The National Institutes of Health (NIH) and biomedical research groups are jubilant that a federal appeals court today overturned a preliminary injunction that briefly halted research on human embryonic stem cells (hESCs) last year. The 2-1 ruling allays months of fears that research could be shut down again, at least temporarily. But the legal battle isn't over, and the final outcome is anyone's guess.
The case was filed in 2009 by James Sherley and Theresa Deisher, scientists who study adult stem cells. They claimed that NIH's new guidelines expanding research on hESCs violated the Dickey-Wicker Amendment, a 1996 law barring the use of federal funds for research that destroys embryos. In August 2010, U.S. District Court Judge Royce Lamberth agreed and issued a preliminary injunction that halted hESC funding. The ban held for 2.5 weeks, until the U.S. Court of Appeals for the D.C. Circuit blocked the injunction while a three-judge panel deliberated.
That long-awaited ruling strongly favors NIH. Writing for himself and Judge Thomas Griffith, Judge Douglas Ginsburg disagrees with Lamberth on one condition for allowing the preliminary injunction to stand: that it wouldn't seriously harm hESC scientists. The effects on hESC researchers "would be certain and substantial. ... Their investments in project planning would be a loss, their expenditures for equipment a waste, and their staffs out of a job," the decision says.

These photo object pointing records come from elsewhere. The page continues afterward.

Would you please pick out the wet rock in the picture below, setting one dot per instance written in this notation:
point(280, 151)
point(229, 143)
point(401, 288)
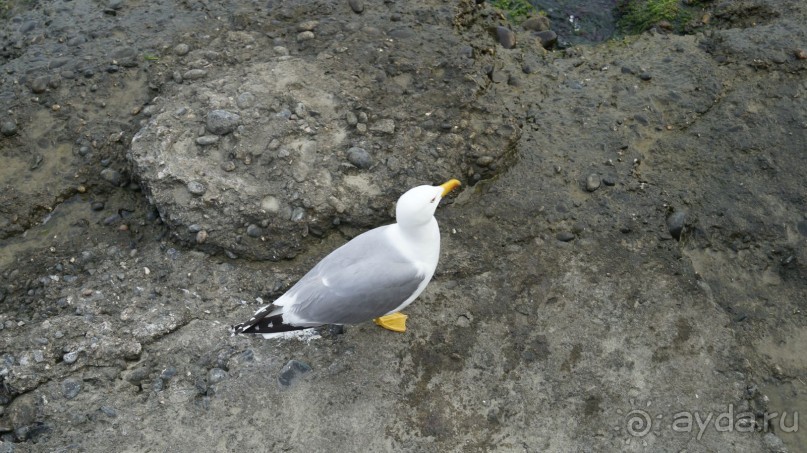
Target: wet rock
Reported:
point(222, 122)
point(112, 176)
point(181, 49)
point(8, 127)
point(71, 388)
point(254, 231)
point(292, 371)
point(356, 5)
point(39, 85)
point(216, 375)
point(385, 126)
point(196, 188)
point(194, 74)
point(675, 223)
point(538, 23)
point(359, 157)
point(548, 38)
point(593, 182)
point(506, 37)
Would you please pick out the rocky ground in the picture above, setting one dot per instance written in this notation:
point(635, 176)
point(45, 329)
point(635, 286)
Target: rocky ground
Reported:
point(623, 269)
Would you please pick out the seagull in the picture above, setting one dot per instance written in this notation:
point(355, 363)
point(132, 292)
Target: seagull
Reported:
point(373, 276)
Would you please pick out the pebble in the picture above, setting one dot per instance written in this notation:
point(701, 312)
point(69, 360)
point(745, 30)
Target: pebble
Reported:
point(593, 182)
point(194, 74)
point(112, 176)
point(359, 157)
point(254, 231)
point(291, 371)
point(222, 122)
point(385, 126)
point(196, 188)
point(506, 37)
point(8, 128)
point(675, 224)
point(182, 49)
point(70, 388)
point(216, 375)
point(207, 140)
point(356, 5)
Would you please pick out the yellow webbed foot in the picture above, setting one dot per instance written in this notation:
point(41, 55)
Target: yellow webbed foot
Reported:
point(395, 322)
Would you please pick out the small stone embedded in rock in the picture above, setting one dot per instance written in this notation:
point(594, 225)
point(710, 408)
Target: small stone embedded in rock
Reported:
point(222, 122)
point(254, 231)
point(506, 37)
point(196, 188)
point(548, 38)
point(359, 157)
point(675, 224)
point(593, 182)
point(111, 176)
point(386, 126)
point(70, 388)
point(8, 128)
point(356, 5)
point(216, 375)
point(291, 371)
point(538, 23)
point(182, 49)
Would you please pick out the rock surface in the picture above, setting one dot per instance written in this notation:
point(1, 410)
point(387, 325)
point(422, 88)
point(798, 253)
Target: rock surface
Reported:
point(559, 319)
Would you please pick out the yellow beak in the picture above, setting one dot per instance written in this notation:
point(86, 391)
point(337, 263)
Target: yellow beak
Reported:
point(449, 185)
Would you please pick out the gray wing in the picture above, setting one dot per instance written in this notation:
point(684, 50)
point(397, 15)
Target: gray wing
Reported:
point(364, 279)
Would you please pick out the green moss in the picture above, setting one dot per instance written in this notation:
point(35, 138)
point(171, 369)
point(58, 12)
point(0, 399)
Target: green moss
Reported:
point(517, 11)
point(640, 15)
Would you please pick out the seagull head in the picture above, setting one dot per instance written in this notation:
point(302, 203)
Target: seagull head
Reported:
point(416, 207)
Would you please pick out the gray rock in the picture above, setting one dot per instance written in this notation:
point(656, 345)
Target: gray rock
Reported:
point(254, 231)
point(39, 84)
point(292, 371)
point(194, 74)
point(216, 375)
point(222, 122)
point(8, 128)
point(548, 38)
point(675, 224)
point(207, 140)
point(182, 49)
point(593, 182)
point(359, 157)
point(356, 5)
point(506, 37)
point(196, 188)
point(70, 388)
point(112, 176)
point(538, 23)
point(245, 100)
point(385, 126)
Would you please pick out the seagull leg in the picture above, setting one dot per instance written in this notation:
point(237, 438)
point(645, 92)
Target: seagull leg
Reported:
point(395, 322)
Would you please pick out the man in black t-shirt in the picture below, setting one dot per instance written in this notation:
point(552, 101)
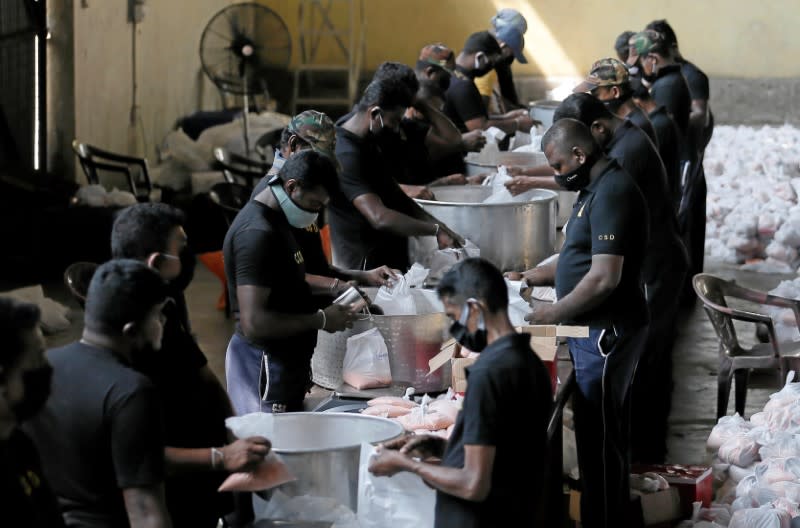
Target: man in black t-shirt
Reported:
point(25, 377)
point(371, 217)
point(100, 434)
point(314, 130)
point(663, 270)
point(268, 361)
point(194, 403)
point(487, 453)
point(663, 74)
point(596, 277)
point(668, 138)
point(608, 80)
point(463, 102)
point(692, 213)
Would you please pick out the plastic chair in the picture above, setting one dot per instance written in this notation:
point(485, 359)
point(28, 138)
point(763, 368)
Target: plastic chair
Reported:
point(237, 168)
point(230, 198)
point(77, 277)
point(735, 360)
point(135, 170)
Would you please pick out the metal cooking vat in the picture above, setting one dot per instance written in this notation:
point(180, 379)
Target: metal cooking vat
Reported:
point(411, 340)
point(322, 450)
point(513, 236)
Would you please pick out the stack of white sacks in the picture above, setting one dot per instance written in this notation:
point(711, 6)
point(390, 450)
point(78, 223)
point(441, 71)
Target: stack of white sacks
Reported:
point(757, 466)
point(753, 177)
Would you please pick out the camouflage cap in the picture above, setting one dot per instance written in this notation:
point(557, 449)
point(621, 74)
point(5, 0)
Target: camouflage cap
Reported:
point(605, 72)
point(646, 41)
point(317, 130)
point(438, 55)
point(510, 17)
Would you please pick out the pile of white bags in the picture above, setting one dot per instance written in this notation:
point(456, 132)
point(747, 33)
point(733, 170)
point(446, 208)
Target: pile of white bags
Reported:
point(753, 177)
point(757, 466)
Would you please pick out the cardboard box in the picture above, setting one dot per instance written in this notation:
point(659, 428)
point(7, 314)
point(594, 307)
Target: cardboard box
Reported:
point(694, 483)
point(658, 508)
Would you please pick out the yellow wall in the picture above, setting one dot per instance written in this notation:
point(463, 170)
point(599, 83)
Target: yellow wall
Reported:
point(168, 65)
point(727, 38)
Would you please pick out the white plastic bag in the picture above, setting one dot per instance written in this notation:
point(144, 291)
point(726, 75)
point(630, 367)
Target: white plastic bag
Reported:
point(764, 517)
point(400, 501)
point(442, 260)
point(397, 299)
point(366, 361)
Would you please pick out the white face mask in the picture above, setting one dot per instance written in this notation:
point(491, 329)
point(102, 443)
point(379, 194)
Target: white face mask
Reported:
point(295, 215)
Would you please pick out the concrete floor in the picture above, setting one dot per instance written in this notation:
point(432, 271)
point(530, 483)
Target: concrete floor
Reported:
point(695, 357)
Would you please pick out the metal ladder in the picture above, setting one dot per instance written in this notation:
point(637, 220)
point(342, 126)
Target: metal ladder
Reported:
point(317, 30)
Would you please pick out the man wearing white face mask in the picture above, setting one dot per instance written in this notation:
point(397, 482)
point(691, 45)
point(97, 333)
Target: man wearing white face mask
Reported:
point(268, 362)
point(463, 102)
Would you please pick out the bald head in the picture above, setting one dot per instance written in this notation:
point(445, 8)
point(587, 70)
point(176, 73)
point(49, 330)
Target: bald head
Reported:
point(567, 133)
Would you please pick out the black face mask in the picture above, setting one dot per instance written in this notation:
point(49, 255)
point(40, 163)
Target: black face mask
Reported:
point(37, 390)
point(577, 179)
point(613, 105)
point(474, 341)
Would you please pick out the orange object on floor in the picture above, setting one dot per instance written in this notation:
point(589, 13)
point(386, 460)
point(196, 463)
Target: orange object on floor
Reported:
point(325, 235)
point(214, 262)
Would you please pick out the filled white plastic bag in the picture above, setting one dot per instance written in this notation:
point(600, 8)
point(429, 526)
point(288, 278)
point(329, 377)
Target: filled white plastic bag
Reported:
point(366, 361)
point(396, 299)
point(400, 501)
point(442, 260)
point(764, 517)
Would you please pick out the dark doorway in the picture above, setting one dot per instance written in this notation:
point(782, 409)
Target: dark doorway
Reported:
point(22, 86)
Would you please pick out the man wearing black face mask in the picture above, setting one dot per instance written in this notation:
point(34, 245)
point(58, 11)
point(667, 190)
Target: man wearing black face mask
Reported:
point(24, 387)
point(268, 361)
point(663, 271)
point(463, 102)
point(371, 218)
point(100, 433)
point(596, 276)
point(485, 452)
point(153, 233)
point(608, 80)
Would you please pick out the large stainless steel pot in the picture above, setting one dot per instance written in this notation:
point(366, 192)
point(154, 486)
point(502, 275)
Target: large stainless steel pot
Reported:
point(513, 236)
point(322, 450)
point(483, 163)
point(411, 340)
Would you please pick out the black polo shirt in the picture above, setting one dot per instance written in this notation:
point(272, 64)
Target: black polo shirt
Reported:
point(670, 90)
point(260, 250)
point(669, 150)
point(635, 153)
point(508, 391)
point(608, 218)
point(640, 119)
point(99, 432)
point(366, 169)
point(462, 100)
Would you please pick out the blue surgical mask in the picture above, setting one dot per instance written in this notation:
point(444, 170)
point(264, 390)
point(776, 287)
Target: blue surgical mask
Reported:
point(474, 341)
point(295, 215)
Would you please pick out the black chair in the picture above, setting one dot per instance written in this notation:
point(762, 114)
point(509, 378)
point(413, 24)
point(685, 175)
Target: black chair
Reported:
point(240, 169)
point(95, 162)
point(736, 360)
point(230, 198)
point(77, 277)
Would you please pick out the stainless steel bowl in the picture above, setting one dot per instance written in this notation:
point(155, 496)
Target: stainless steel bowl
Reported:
point(513, 236)
point(411, 340)
point(482, 164)
point(322, 450)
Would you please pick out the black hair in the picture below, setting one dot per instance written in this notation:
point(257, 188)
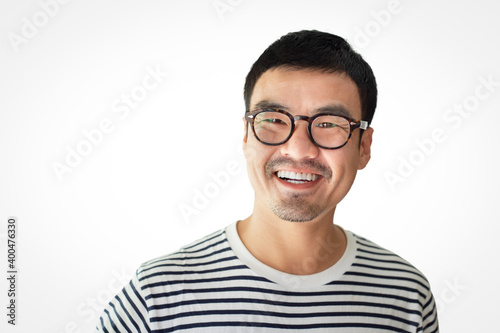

Importantly, the judges also weighed in on the underlying issue of whether NIH's interpretation of Dickey-Wicker is incorrect. About half of the 21-page brief is devoted to these arguments, with Ginsburg finding: "We conclude the plaintiffs are unlikely to prevail because Dickey-Wicker is ambiguous and the NIH seems reasonably to have concluded that, although Dickey-Wicker bars funding for the destructive act of deriving an ESC [embryonic stem cell] from an embryo, it does not prohibit funding a research project in which an ESC will be used."
The decision wasn't unanimous, however. A third judge, Karen LeCraft Henderson, found in a dissenting opinion that her colleagues "strain mightily to find the ambiguity the Government presses." She calls her colleagues' separation of the derivation of hESCs and research on the cells themselves "linguistic jujitsu." (The dissenting opinion is probably why the court took months longer than expected to rule, says professor Hank Greely of Stanford Law School in Palo Alto, California.)